This week, I went to the Gabbert Raptor Center at the University of Minnesota. I went on a guided tour and learned about many different kinds of raptors. Some of them were injured and stayed at the center for a little while; others were there because of human imprinting. Human imprinting is when an animal loses their natural fear of humans and therefore, cannot be returned to the wild.
At the beginning of the tour, they brought out an female American Kestrel. It is North America’s littlest falcon. It was pretty cool seeing a kestrel up close where in the wild you can’t see them as much. An interesting fact about the kestrel is that it can see ultraviolet light. This means it can see other animal’s urine trails from far away.

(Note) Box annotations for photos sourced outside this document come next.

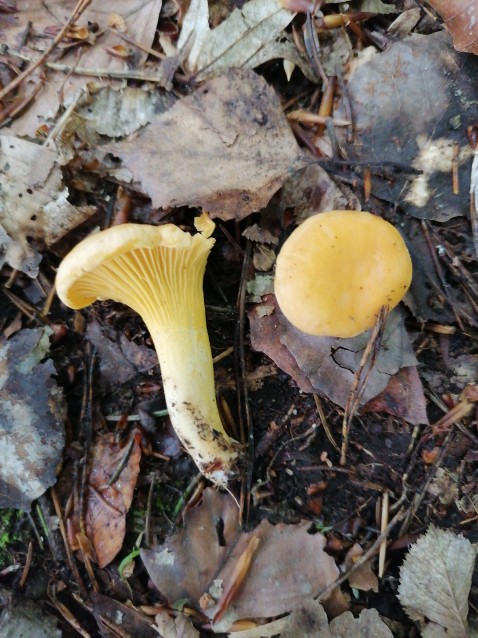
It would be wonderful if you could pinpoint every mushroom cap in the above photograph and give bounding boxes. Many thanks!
[56,224,214,310]
[274,210,412,337]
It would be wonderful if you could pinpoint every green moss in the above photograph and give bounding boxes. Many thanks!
[0,509,30,567]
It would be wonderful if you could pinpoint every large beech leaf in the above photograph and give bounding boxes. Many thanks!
[103,69,304,219]
[141,490,338,631]
[0,328,66,511]
[398,526,477,638]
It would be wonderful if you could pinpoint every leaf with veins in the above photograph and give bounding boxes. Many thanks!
[178,0,294,80]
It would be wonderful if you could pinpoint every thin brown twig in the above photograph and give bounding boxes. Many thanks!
[316,508,405,600]
[0,0,91,100]
[340,306,388,465]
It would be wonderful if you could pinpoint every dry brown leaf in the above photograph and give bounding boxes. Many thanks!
[154,611,199,638]
[335,31,478,221]
[0,328,66,511]
[90,591,158,638]
[280,600,393,638]
[2,0,162,137]
[428,0,478,54]
[104,69,306,220]
[249,295,427,423]
[178,0,294,80]
[86,432,141,567]
[78,86,176,138]
[398,526,477,638]
[86,319,158,386]
[0,136,96,277]
[330,609,393,638]
[344,543,378,592]
[141,490,338,631]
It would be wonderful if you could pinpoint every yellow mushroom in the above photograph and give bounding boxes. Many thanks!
[56,224,240,485]
[274,210,412,337]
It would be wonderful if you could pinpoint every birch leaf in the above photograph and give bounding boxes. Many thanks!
[178,0,294,80]
[398,526,477,638]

I saw two Bald Eagles while I was there. The one on the left is a male adult and fully mature. And the one on the right is a female juvenile.

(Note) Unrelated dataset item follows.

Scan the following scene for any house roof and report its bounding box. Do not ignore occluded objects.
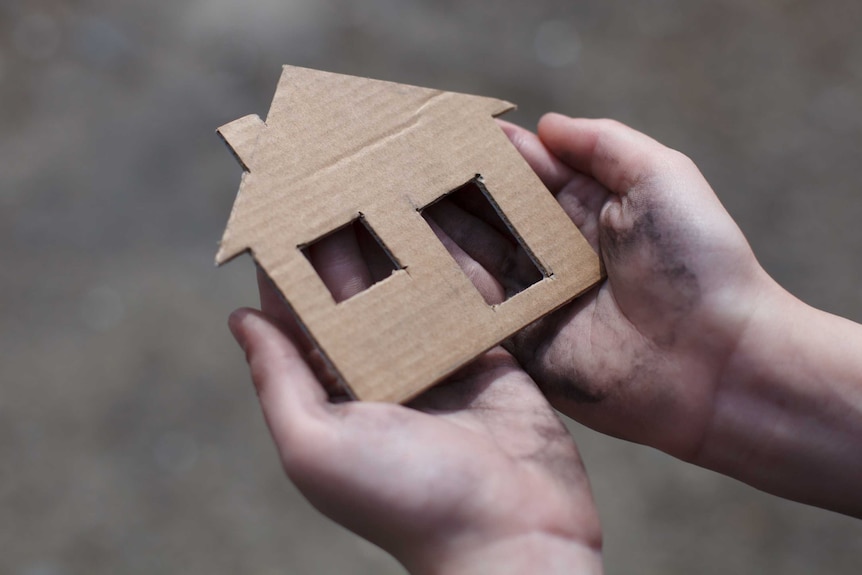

This is a female Northern Harrier. It was refusing to take a bath when I was taking pictures of it. I have never seen a Northern Harrier before so it was cool to see one.

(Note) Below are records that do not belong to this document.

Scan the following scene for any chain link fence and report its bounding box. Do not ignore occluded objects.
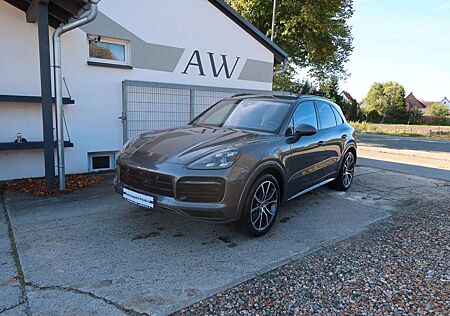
[121,80,286,142]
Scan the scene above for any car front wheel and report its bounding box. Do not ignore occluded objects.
[330,151,356,191]
[240,174,280,237]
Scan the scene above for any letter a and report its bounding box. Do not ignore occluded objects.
[182,50,205,76]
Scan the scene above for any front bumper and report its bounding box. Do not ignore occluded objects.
[114,158,246,223]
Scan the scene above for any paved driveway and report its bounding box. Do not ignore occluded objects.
[0,168,394,314]
[0,167,448,315]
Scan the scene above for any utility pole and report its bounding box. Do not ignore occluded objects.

I also saw a Barred Owl there. I have a post about Barred Owls that you can check out on my blog.
They had two Great Horned owls there, which was amazing to see. The Great Horned is the largest owl in North America. The horns on the Great Horned owl are not really horns at all, they are actually just tufts. Great Horned Owls aren’t all the same color and size.
When I was leaving the center, they brought out a red-tailed hawk, who was screaming a lot.